Generally, proof of payment is a canceled check or cash receipt. If neither is available, an account statement is often acceptable. To be adequate proof the following must be clearly shown:
- Date of Payment
- Who the Payment was made to (payee)
- Purpose of Payment
Specific Retention Requirements
Adoption: Bills, canceled checks, legal agreements, receipts
Child Care: Bills, canceled checks, statement from child care provider
Medical & Dental: Bills, canceled checks, statements, receipts, mileage log
Mileage Log: Date, miles driven, to/from destinations, purpose, PLUS; expenses for tolls, parking fees, taxi and bus fares
Interest: Statements, notes, canceled checks, Form 1098 (mortgage) or Form 1099 (interest and dividends)
Taxes: Form W-2, canceled checks, statements
Miscellaneous: Receipts, canceled checks, statements
Charitable Contributions: Cash Donation
- Amount – Required Proof
- less than $250 – Canceled Check and Receipt from Charity or bank statement
- more than $250 – Same as above PLUS charity acknowledgment or payroll records
Donation of Property (in good or better condition)
- Amount – Required Proof
- less than $250 – Receipt from charity with date; location; name; and property description PLUS written record of each item donated
- $250-$500 – Above PLUS acknowledgment from the charity
- $500-5000 – All of the above PLUS additional records PLUS file Form 8283
- $5001+ – All the above PLUS substantiation Vehicles: Statements from charity (Form 1098C or equivalent) that shows the value of your donation.
Common Questions & Answers
When is a credit card transaction deemed tax deductible? When the transaction is made or when you pay the credit card bill? What proof is required? Credit card transactions are tax deductible when the transaction is made.

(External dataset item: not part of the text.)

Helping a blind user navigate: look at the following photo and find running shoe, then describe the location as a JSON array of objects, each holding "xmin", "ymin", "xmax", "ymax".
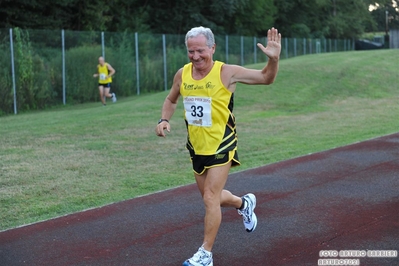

Example: You make a contribution to the Boy Scouts using a credit card on December 31st. You pay the credit card bill on January 15th. The contribution can be deducted in the year the transaction was conducted, not when the credit card bill was paid. Your credit card statement is then used as proof of the transaction along with any receipts.
My bank does not return canceled checks, can the duplicate copy be used? Yes, but only in conjunction with the bank statement showing the checks clearing. You may also use a copy of a paid invoice or statement. In a pinch, often you can get copies of canceled checks from your bank for a fee.
Should I keep track of non-payroll deposits in my savings account? Yes! If you are audited, the IRS will often look into your bank accounts and ask for explanations of any deposits over and above your claimed income. Often these deposits are gifts, reimbursements for employee expenses or simply transfers between accounts.